Recent warnings from groups such as the Association for the Advancement of Artificial Intelligence and Geoffrey Hinton, the “Godfather of A.I.,” likely are expressing genuine concerns and have the best of intentions. Human beings generally don’t like to scaremonger about their own lives’ work. But if the U.S. chooses to restrict its development of artificial intelligence, and the Chinese government does not, doesn’t that make U.S. efforts moot? And doesn’t that leave Beijing with a potential advantage, both on the battlefield and in any economic or soft-power competition?
Hinton told the New York Times that his “immediate concern is that the internet will be flooded with false photos, videos and text, and the average person will ‘not be able to know what is true anymore.’” Yesterday, I noted that so far, social-media users have been pretty good about spotting AI-generated images — those Midjourney AI images still don’t quite pass the uncanny-valley test — and when used in efforts at propaganda, they’re more likely to backfire.
But Hinton also worries about what happens when a military develops an advanced artificial intelligence and gives it the ability and authority to kill.
Down the road, he is worried that future versions of the technology pose a threat to humanity because they often learn unexpected behavior from the vast amounts of data they analyze. This becomes an issue, he said, as individuals and companies allow AI systems not only to generate their own computer code but actually run that code on their own. And he fears a day when truly autonomous weapons — those killer robots — become reality.
“The idea that this stuff could actually get smarter than people — a few people believed that,” he said. “But most people thought it was way off. And I thought it was way off. I thought it was 30 to 50 years or even longer away. Obviously, I no longer think that.”
Oh, and bringing this full circle back to Wuhan, Senate Republicans released the results of their two-year investigation into the origins of Covid:
A careful reading of reports from the WIV spanning more than a three-year period yielded a picture of a struggling institution: underfunded, underregulated, and understaffed. WIV leadership complained that some portion of their overworked staff 6 was also poorly trained, while some reports revealed a work culture of laxity toward safety matters and described difficulties adapting to the work environment at their newly constructed facilities. Persistent problems popped up month after month in report after report, casting considerable doubt on the WIV’s claims of successful remedy. By their own admission, WIV researchers conducted experiments involving SARS-like coronaviruses, prone as they are to airborne transmission, in BSL-2 laboratory conditions with the relatively negligible protections required of researchers at that biosafety level. The WIV was almost an accident waiting to happen, and it appears that an accident, or perhaps accidents, did happen, and roughly concurrent with the initial outbreak of SARSCoV-2.

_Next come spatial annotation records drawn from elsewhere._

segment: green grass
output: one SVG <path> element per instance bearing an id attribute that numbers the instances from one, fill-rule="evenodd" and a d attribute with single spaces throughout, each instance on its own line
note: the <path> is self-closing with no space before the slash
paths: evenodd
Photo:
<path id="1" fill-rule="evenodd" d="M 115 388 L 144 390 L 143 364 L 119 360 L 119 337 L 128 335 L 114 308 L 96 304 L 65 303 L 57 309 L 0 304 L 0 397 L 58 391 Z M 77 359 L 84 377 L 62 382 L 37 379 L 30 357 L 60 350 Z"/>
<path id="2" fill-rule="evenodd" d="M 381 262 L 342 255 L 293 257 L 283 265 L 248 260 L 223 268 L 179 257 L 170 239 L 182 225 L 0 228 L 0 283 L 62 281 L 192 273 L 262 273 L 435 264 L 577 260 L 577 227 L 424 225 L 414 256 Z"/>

Beginning in late 2018 and building like a crescendo throughout the months of 2019 that preceded the initial outbreak in Wuhan, a series of reports from the WIV indicated that inspections had identified “hidden dangers,” “shortcomings,” “nonconforming items,” and various biosafety “problems” that were described alternatively as “foundational,” “critical,” and even “urgent.” CCP cadres spoke of a rough start for the WIV’s new BSL4 laboratory complex in which they suffered from “no equipment and technology standards, no design and construction teams, and no experience operating or maintaining [a lab of this caliber].” In late July 2019, WIV leaders warned of “urgent problems we are currently facing,” and by November, they “pointed to the severe consequences that could result from hidden safety dangers.”
But hey, I’m sure the Chinese state-sponsored research and experiments in the military applications of artificial intelligence are a lot more careful.
AH: I don't believe the release of the China virus, from China or wherever it actually originated, was an accident.